Unicode Error for single word queries on FTS3

ramcharran commented 7 years ago

All the advanced queries in my application work, except for single word searches like - SELECT title, book, author, link, snippet(text_idx) FROM text_idx WHERE text_idx MATCH 'possumus'; and OR searches like SELECT title, book, author, link, snippet(text_idx) FROM text_idx WHERE text_idx MATCH 'quam OR Galliae';

The application exits at line cursor.fetchall()
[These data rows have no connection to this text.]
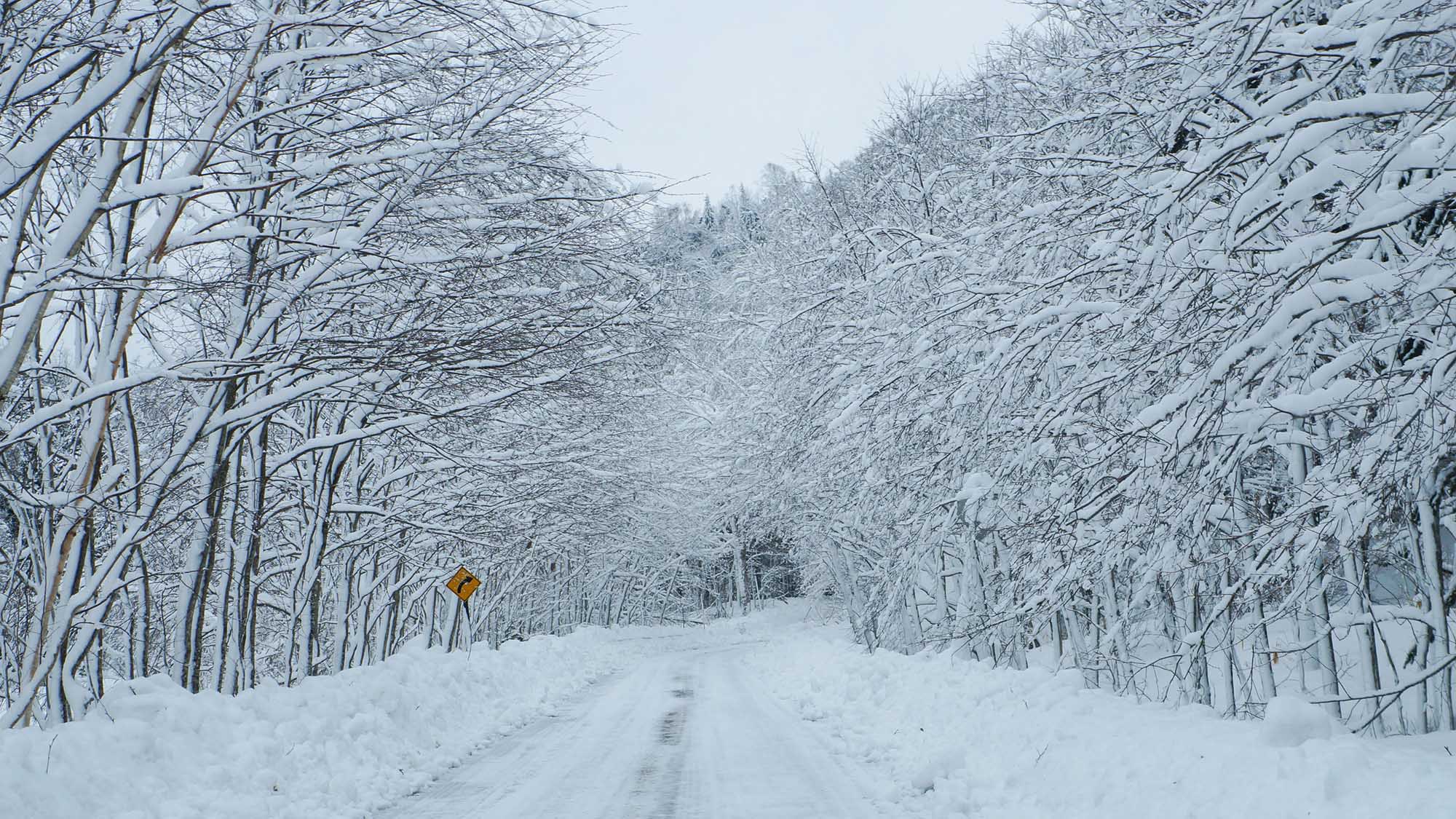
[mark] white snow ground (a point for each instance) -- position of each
(764, 717)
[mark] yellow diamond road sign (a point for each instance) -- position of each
(464, 583)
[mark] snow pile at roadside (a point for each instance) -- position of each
(963, 739)
(334, 746)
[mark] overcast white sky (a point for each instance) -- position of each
(720, 88)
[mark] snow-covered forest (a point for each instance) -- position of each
(1131, 350)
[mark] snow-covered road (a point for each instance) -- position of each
(682, 735)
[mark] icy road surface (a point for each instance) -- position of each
(688, 735)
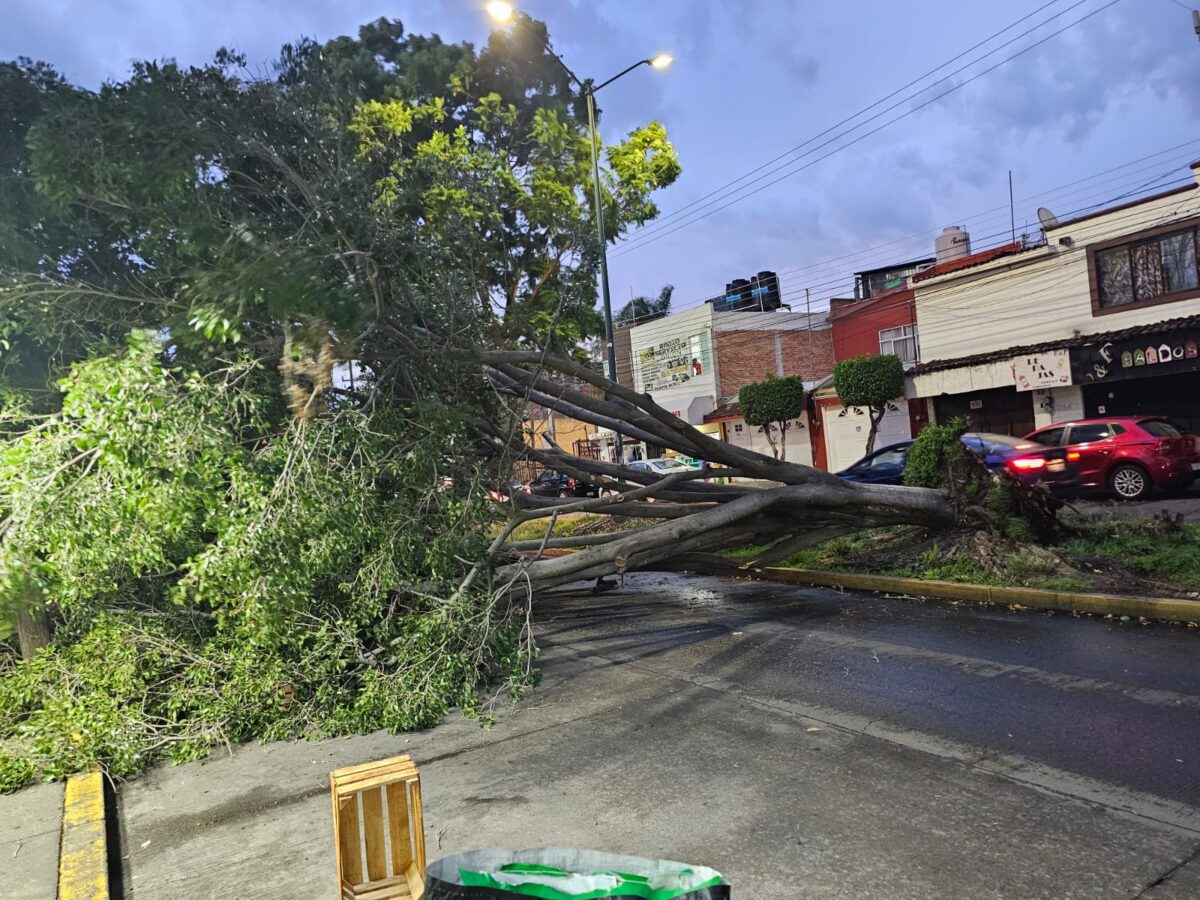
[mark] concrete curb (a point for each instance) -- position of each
(83, 855)
(1164, 609)
(1101, 604)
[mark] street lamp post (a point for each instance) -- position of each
(503, 11)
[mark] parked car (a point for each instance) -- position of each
(501, 493)
(1024, 460)
(556, 484)
(660, 466)
(1127, 455)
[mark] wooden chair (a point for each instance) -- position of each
(378, 831)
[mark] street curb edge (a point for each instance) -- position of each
(1171, 610)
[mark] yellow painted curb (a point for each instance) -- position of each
(1168, 609)
(83, 855)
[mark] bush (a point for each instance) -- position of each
(214, 582)
(772, 405)
(869, 382)
(931, 453)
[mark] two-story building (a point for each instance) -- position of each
(694, 363)
(1101, 319)
(881, 318)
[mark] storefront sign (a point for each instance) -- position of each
(1042, 370)
(673, 361)
(1137, 358)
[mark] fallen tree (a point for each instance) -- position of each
(699, 519)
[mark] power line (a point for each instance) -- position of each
(970, 307)
(637, 244)
(855, 115)
(814, 269)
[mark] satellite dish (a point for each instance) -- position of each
(1048, 219)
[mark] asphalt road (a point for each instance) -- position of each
(807, 743)
(1116, 702)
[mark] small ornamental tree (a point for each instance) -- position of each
(772, 405)
(871, 383)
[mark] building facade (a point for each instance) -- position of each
(693, 363)
(1101, 319)
(882, 321)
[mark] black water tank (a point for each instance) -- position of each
(765, 292)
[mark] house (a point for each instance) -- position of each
(881, 318)
(1102, 318)
(694, 361)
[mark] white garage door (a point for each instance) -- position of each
(846, 435)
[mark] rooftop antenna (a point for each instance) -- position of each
(1048, 219)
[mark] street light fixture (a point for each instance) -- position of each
(499, 10)
(503, 12)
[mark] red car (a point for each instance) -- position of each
(1128, 455)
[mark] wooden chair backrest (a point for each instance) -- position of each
(379, 831)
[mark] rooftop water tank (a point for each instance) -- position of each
(952, 244)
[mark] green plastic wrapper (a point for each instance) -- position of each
(563, 874)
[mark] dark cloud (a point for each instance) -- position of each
(753, 81)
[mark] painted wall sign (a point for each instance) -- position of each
(1042, 370)
(1135, 358)
(673, 361)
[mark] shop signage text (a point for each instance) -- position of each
(1042, 370)
(1137, 358)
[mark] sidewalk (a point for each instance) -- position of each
(30, 826)
(653, 739)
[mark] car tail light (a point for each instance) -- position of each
(1027, 463)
with the following error when the queries similar to the ones mentioned above are run. UnicodeDecodeError: 'utf-8' codec can't decode byte 0xe2 in position 105: invalid continuation byte

hideaki-t commented 7 years ago

Hi,

I need more information. I could not reproduce it. as far as I've seen, there is no such byte(0xe2) in the MATCH clauses, also they are not that long(position 105).

can you provide more details? for example,

a full stack trace, I cannot see which function raised it
a minimum sample code/data to reproduce the problem

also can you try another query to hit the same expected contents?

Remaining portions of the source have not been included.